3. Forbes contends that his convictions on Counts 5 and 6 merge because they both allege the same act-mouth on the vagina-and because the different dates alleged were not material dates. He argues that, because the exact dates of the crimes were not material allegations of the indictment, the State could prove that the crime was committed at any time within the statute of limitation, and thus the two crimes merged. See Edgehill v. State, 253 Ga. 343, 345(3), 320 S.E.2d 176 (1984). Count 5 alleged that Forbes committed aggravated child molestation between January 1, 2002 and April 1, 2003 by placing his mouth on the vagina of the victim, a child under 16. Count 6 alleged that he committed aggravated sodomy between April 2, 2003 and October 2, 2004, by placing his mouth on the vagina of the victim.
Under OCGA § 16-1-6(1), two offenses will merge as a matter of fact if one of them is established by proof of the same or less than all the facts required to prove the other. As with any factual merger question, the dispositive issue is whether the State “used up” its evidence in proving the crime: The actual evidence test, in effect, means that if the state uses up all the evidence that the defendant committed one crime in establishing another crime, the former crime is included in the latter as a matter of fact under OCGA § 16-1-6(1).

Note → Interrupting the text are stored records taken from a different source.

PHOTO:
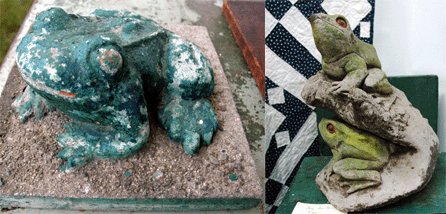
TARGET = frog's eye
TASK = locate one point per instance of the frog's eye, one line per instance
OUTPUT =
(341, 22)
(107, 58)
(331, 128)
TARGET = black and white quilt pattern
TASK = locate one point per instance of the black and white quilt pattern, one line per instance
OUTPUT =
(290, 59)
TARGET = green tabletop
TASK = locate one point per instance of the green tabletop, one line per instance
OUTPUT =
(432, 199)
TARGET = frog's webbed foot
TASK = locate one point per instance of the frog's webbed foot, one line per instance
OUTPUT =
(339, 88)
(188, 122)
(30, 103)
(186, 113)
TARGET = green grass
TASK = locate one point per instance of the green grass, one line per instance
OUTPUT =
(12, 14)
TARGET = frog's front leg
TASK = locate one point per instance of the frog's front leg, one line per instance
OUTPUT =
(328, 170)
(31, 103)
(358, 174)
(185, 111)
(356, 70)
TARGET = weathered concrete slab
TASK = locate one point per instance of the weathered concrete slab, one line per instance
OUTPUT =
(158, 177)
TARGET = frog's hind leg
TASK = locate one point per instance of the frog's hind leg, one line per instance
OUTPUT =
(185, 111)
(358, 174)
(376, 82)
(354, 186)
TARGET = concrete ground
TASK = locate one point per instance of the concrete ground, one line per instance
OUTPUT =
(249, 102)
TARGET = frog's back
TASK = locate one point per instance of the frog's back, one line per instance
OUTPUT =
(368, 53)
(123, 27)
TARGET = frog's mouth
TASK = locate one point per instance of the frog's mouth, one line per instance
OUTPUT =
(40, 85)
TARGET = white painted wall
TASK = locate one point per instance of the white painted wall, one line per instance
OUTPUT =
(410, 38)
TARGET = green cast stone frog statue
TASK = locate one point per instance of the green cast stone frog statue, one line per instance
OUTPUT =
(347, 60)
(358, 156)
(104, 71)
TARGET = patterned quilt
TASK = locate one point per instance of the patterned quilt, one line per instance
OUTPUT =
(290, 59)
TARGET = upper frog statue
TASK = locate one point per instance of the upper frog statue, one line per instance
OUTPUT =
(104, 71)
(346, 59)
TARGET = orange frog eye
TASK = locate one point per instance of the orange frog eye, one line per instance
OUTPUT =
(331, 128)
(341, 22)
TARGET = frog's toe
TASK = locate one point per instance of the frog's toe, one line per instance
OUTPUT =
(175, 129)
(191, 142)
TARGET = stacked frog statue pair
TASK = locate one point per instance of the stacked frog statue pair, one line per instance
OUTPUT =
(105, 71)
(383, 149)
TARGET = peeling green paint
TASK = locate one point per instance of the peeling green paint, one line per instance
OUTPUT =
(134, 204)
(104, 71)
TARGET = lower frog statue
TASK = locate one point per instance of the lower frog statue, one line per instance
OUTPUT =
(104, 71)
(358, 156)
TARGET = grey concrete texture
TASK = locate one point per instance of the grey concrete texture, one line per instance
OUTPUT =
(391, 117)
(160, 169)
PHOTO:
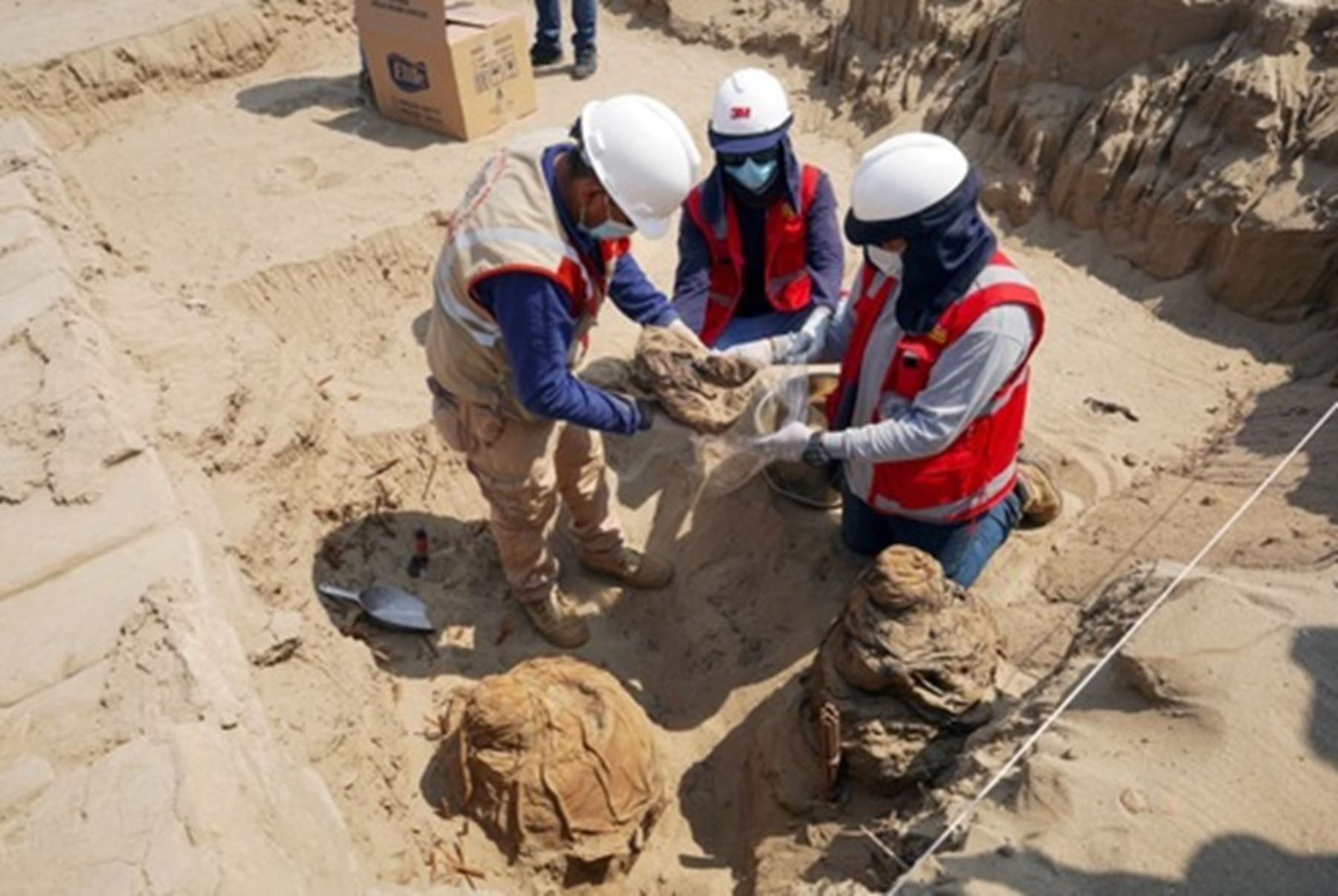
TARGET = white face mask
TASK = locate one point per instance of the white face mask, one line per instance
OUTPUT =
(889, 262)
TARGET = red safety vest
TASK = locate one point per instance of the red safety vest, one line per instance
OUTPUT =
(787, 281)
(585, 284)
(978, 470)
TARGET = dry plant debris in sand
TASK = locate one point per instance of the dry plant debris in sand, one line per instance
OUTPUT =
(557, 762)
(909, 668)
(700, 389)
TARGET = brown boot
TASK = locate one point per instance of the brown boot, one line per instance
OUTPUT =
(632, 568)
(555, 618)
(1043, 498)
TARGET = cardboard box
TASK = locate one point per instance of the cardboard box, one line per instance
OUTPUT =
(459, 68)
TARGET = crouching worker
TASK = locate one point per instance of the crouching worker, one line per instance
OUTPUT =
(540, 240)
(759, 242)
(934, 349)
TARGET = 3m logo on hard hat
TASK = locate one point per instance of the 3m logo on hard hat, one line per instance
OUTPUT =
(410, 77)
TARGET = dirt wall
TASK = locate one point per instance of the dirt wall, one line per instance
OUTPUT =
(1207, 142)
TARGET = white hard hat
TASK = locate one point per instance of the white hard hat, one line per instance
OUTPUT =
(644, 157)
(751, 113)
(903, 175)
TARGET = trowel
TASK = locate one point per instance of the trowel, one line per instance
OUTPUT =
(384, 605)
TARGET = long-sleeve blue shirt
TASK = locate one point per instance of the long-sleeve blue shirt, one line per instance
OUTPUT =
(538, 329)
(823, 254)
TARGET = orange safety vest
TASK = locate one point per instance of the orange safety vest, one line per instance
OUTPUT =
(787, 281)
(980, 468)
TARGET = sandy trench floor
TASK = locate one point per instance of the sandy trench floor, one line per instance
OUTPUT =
(269, 245)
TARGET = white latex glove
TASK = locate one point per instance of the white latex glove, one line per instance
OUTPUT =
(679, 327)
(760, 352)
(814, 334)
(789, 443)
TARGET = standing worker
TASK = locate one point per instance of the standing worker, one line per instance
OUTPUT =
(936, 351)
(759, 242)
(540, 240)
(548, 36)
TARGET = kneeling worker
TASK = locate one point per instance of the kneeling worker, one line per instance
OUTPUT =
(936, 351)
(759, 242)
(540, 240)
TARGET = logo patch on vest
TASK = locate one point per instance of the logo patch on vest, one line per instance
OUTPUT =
(410, 77)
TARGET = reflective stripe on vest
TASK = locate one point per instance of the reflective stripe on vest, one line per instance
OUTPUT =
(978, 468)
(961, 508)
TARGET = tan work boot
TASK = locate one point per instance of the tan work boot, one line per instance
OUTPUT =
(555, 618)
(632, 568)
(1044, 501)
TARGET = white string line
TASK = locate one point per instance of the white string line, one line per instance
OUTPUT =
(1087, 680)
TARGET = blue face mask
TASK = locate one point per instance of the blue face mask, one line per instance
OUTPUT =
(610, 229)
(754, 175)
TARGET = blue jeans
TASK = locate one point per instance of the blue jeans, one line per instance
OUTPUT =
(963, 548)
(749, 329)
(549, 33)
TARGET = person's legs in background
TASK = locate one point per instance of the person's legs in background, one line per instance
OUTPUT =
(970, 546)
(963, 548)
(749, 329)
(548, 33)
(584, 13)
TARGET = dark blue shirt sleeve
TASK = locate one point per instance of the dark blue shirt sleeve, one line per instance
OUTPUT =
(537, 331)
(692, 281)
(826, 256)
(637, 297)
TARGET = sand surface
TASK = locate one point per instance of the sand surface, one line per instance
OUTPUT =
(212, 293)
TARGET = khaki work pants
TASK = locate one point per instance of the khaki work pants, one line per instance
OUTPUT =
(522, 467)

(Citation and punctuation omitted.) Leaptrot v. State, 272 Ga.App. 587, 600-601(4), 612 S.E.2d 887 (2005). “This court has held that when the two offenses are separate legal offenses, they do not merge as a matter of law. And because the victim reported at least two separate acts of sexual intercourse, it cannot be said that the convictions were based on the same conduct. Consequently, the convictions did not merge as a matter of fact either.” (Citation and punctuation omitted.) James v. State, 268 Ga.App. 851, 854(2), 602 S.E.2d 854 (2004). In this case, as discussed in Division 1, the record contains sufficient evidence of multiple acts committed against the victim for a rational trier of fact to find Forbes guilty beyond a reasonable doubt of both crimes charged, and the evidence supporting one count was not “used up” in proving the other count. See Keown v. State, 275 Ga.App. 166, 170(2), 620 S.E.2d 428 (2005); Gable v. State, 222 Ga.App. 768, 770(1), 476 S.E.2d 66 (1996).
1. The trial court also charged the jury that if the alleged victim was 16 or older, lack of consent was an essential element which the State had to prove beyond a reasonable doubt.
BARNES, Chief Judge.
ANDREWS, P.J., and BERNES, J., concur.